However, on this particular visit, I learned that the two women were not merely happy to be visited by their rabbi; rather, they were excited to see me because they were burdened with a difficult question of Jewish law to which they so desperately needed an answer. Both women immediately held up their hands to me to show me the thin red thread which encircled their wrists.
They wanted to know if it was acceptable to remove the mystical string. I asked them where they obtained the red string. The daughter responded, “It was given to us by a friend who said that we should wear it if we wish to recover from illness. However, we are not fully convinced of its power, and are not sure if we are allowed to remove it.”
I asked the two women if they had considered reciting prayers or Psalms as a merit to help them down the road to recovery, but the two women just looked at me with blank stares and confused expressions.
I explained to them that regardless of whether a string has an intrinsic spiritual value, nothing can replace genuine heartfelt prayer and tears. Tefillah, the power to communicate directly with G-d, is among the greatest gifts that Hashem has given us, and should not be forgotten, as it is our primary tool to evoke the mercy of Heaven.
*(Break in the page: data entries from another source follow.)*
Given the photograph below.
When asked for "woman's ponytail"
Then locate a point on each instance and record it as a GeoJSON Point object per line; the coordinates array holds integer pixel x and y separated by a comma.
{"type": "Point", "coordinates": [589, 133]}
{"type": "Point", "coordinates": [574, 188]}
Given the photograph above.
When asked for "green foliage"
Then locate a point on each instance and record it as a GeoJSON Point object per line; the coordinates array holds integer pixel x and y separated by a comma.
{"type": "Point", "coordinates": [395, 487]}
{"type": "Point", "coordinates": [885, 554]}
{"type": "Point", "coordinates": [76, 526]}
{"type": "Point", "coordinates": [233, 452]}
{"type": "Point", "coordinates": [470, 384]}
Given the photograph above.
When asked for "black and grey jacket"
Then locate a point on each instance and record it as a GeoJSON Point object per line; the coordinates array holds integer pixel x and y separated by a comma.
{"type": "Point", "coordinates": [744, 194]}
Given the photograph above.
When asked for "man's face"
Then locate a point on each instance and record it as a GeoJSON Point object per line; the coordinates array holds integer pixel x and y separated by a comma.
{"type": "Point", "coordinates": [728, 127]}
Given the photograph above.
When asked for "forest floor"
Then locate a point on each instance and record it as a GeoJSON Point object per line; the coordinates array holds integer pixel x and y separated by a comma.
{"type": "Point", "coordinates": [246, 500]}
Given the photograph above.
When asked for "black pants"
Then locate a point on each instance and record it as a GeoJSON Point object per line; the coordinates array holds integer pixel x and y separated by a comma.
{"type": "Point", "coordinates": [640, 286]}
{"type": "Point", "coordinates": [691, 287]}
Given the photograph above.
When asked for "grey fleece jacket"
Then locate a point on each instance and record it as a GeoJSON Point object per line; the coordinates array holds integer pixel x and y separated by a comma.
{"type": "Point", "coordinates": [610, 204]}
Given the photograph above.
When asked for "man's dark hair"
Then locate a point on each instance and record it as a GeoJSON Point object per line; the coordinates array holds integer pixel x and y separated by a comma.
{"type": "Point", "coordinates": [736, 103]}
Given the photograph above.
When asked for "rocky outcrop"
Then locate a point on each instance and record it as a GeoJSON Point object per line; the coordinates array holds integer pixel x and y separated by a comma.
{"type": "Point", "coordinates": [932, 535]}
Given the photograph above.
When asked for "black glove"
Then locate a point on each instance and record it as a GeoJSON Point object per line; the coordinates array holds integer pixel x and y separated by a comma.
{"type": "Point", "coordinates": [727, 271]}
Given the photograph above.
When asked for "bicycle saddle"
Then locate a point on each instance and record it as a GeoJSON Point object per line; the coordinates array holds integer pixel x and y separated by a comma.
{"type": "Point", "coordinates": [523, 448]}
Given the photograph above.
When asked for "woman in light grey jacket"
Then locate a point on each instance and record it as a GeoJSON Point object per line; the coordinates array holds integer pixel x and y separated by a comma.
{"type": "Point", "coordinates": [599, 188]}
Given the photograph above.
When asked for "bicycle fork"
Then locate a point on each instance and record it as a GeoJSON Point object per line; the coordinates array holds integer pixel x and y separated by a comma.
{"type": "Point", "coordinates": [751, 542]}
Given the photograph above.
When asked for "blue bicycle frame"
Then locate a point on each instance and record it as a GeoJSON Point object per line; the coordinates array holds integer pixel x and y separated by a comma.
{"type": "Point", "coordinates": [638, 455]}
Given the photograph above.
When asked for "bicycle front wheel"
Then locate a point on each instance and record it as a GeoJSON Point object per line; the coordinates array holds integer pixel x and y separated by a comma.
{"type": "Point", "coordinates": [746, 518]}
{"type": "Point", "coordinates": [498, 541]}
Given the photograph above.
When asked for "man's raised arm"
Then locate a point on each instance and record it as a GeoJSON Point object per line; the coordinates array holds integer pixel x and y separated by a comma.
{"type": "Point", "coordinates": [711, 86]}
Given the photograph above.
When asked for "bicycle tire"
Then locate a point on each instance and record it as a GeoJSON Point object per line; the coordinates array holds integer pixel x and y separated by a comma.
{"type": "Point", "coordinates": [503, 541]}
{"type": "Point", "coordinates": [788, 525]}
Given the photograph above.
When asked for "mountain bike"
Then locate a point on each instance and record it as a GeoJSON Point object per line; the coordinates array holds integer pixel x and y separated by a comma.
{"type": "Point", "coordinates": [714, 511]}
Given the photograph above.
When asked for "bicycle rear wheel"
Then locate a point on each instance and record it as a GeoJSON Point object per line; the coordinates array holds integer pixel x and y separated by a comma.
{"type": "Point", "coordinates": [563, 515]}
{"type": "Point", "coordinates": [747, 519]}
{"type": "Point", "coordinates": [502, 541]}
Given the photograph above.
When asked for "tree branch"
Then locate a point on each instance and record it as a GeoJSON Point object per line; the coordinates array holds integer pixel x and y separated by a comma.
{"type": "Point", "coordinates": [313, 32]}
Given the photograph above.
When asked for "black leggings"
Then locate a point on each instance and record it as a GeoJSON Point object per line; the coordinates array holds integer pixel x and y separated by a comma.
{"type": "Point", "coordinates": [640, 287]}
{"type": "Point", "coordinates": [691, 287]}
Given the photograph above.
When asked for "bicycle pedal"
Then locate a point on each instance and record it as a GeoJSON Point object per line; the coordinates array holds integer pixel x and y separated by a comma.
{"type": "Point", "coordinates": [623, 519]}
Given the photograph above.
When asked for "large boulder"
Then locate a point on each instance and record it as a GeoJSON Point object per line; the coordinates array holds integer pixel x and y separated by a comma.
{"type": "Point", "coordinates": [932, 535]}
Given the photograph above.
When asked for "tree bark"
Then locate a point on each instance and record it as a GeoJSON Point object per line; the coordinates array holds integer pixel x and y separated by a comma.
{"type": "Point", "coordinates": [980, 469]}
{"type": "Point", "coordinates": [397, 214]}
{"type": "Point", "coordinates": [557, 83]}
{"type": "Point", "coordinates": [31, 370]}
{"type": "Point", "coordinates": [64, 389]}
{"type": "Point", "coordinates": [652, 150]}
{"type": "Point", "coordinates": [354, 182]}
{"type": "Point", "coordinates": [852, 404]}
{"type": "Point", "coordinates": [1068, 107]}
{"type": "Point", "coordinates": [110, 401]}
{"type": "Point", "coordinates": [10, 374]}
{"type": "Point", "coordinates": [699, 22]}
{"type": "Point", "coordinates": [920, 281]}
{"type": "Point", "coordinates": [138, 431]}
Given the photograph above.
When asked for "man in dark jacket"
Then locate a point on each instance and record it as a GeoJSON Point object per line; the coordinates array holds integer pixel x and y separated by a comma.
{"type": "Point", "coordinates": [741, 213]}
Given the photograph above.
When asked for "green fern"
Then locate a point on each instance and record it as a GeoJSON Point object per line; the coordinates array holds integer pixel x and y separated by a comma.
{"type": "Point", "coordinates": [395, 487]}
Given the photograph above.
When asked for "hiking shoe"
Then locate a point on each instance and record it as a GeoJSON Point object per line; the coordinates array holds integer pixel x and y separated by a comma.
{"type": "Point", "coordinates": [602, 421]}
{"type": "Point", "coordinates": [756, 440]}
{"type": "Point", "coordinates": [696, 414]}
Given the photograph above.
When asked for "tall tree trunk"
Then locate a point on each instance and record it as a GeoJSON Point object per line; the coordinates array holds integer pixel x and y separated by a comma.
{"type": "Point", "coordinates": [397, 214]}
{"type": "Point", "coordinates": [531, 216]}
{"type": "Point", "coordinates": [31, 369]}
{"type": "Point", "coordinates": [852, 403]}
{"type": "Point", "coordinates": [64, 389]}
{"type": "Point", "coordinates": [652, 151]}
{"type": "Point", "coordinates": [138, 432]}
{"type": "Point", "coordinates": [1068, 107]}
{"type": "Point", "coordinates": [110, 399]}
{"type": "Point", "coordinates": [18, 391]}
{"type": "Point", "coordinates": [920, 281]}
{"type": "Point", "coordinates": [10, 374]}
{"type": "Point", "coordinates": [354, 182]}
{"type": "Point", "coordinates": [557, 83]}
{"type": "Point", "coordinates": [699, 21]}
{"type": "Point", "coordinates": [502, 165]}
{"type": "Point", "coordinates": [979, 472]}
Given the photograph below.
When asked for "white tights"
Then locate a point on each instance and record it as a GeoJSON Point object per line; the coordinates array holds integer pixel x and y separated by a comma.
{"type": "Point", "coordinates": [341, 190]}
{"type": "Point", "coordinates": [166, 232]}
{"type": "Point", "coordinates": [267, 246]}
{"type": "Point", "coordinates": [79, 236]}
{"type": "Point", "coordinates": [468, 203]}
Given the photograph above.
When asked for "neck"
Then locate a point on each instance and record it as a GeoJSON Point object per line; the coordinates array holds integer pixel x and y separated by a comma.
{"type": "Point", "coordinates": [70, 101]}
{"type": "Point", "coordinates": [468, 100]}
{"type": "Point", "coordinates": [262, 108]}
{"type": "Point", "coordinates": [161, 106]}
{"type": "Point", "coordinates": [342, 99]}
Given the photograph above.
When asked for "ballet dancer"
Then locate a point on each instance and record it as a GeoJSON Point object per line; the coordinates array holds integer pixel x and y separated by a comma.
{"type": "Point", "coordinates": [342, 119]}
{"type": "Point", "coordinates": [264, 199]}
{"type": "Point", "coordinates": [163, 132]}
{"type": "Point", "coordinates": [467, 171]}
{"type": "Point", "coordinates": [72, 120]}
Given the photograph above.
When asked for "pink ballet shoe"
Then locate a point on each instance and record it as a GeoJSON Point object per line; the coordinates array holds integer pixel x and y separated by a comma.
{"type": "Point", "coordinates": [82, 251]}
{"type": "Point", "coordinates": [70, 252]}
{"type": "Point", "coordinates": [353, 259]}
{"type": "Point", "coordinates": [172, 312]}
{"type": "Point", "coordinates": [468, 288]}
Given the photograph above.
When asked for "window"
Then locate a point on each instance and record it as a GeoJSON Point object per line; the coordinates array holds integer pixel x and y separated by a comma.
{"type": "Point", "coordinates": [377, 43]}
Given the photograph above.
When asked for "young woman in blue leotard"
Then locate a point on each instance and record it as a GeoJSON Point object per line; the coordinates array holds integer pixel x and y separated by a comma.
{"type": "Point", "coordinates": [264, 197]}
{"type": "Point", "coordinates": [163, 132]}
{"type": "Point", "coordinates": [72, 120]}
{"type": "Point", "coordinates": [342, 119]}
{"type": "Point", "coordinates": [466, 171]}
Living in this Madonna, Brittney and Demi world of new-age kabbalah, we are led to believe that there more accessible, quick-fix ways to attaining spirituality and peace. However, in reality, nothing can replace the beauty of our tradition, so cherished and utilized for thousands of years.
Therefore, before you spend $36 on a piece of red thread, consider what Jacob would have done. After Yaakov avinu conducted the funeral for his wife Rochel, did our forefather conclude the funeral service by wrapping a red string around her grave, and then tying the strands around the wrists and ankles of all those in attendance?
The Jewish response to tragedy, illness, or adversity is to turn directly to G-d to find help. True strength develops, and spiritual growth occurs, when we face hardships head on, and overcome it by clinging to the threads which comprise the tapestry of our Torah and our heritage.